Albert Einstein was probably the greatest physicist of the 20th century. He was not, however, an alien visitor, nor a professional basketball player, nor president of the United States. Nor a biologist. Nor an entomologist. Nor an ecologist. Nor a beekeeper. So Gelf thought it was strange when the following quotationattributed to Einsteinappeared widely in recent media coverage of a mysterious bee-massacring phenomenon known as Colony Collapse Disorder.
"If the bee disappeared off the surface of the globe then man would only have four years of life left. No more bees, no more pollination, no more plants, no more animals, no more man."

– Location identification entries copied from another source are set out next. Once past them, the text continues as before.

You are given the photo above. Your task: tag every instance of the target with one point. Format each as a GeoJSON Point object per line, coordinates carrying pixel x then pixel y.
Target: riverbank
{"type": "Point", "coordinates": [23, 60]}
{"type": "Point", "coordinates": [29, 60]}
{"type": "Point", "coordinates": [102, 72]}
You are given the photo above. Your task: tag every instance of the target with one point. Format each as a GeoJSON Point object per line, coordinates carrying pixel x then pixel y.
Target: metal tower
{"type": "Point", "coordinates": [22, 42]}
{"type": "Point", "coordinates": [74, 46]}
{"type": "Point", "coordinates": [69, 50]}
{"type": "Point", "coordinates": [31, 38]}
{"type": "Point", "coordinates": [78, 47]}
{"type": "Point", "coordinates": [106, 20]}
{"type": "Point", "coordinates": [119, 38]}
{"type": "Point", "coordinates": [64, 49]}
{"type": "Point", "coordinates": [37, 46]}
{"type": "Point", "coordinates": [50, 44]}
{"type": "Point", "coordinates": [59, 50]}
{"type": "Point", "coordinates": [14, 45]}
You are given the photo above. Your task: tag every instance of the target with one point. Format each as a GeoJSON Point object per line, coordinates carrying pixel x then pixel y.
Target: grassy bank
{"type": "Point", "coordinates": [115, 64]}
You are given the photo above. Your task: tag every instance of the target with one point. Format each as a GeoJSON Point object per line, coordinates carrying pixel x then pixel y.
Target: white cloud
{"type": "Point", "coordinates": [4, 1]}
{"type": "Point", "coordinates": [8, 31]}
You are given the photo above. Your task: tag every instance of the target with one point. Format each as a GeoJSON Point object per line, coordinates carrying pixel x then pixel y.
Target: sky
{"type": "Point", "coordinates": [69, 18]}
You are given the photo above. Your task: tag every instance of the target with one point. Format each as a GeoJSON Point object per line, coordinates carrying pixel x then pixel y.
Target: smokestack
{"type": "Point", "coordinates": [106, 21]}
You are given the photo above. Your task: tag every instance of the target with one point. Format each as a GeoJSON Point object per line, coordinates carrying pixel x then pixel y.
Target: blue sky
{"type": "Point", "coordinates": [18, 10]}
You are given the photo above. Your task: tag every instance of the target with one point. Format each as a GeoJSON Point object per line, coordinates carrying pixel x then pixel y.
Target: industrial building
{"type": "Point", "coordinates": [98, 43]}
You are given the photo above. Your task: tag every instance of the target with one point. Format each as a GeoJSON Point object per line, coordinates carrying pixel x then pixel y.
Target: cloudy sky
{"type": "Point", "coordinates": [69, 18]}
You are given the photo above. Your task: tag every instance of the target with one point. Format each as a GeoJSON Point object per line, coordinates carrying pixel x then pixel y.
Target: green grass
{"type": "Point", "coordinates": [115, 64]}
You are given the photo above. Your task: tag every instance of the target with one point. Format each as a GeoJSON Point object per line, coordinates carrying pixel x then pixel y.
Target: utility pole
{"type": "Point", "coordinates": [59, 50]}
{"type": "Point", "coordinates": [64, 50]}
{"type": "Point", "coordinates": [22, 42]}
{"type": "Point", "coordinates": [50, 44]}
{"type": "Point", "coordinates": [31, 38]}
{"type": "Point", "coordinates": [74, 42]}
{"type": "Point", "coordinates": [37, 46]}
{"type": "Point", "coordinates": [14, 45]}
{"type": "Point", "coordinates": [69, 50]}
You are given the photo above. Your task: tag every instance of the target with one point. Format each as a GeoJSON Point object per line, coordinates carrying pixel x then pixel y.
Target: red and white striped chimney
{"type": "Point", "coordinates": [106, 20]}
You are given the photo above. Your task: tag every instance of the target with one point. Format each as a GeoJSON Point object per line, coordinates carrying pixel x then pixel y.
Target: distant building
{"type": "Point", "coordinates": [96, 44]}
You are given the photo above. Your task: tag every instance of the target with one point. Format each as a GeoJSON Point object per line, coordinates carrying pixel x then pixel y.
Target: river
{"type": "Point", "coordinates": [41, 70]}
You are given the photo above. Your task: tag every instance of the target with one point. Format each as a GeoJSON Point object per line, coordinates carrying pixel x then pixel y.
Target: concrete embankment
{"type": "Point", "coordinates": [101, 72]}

"Einstein had no particular expertise or even interest in ecology, entomology, or bees."—Roni Grosz, curator of the Albert Einstein Archives
Perhaps the most bizarre thing about this oft-quoted line is that Einstein probably never said it. Roni Grosz, curator of the Albert Einstein Archives of the Hebrew University in Jerusalem, tells Gelf, "There is no proof of Einstein ever having said or written it." While Grosz notes that it is extremely difficult to disprove a quote, he "could not remember even one reference to bees in Einstein's writings."
Allowing for the possibility that a friend of the great physicist overheard him say the line in a bar one night, and then decided to preserve it for posterity, Gelf is still pretty sure that this quotation has been passed from one article to another like a bad game of Telephone. (None of the many writers who used the quote and were contacted by Gelf responded to our inquiries.)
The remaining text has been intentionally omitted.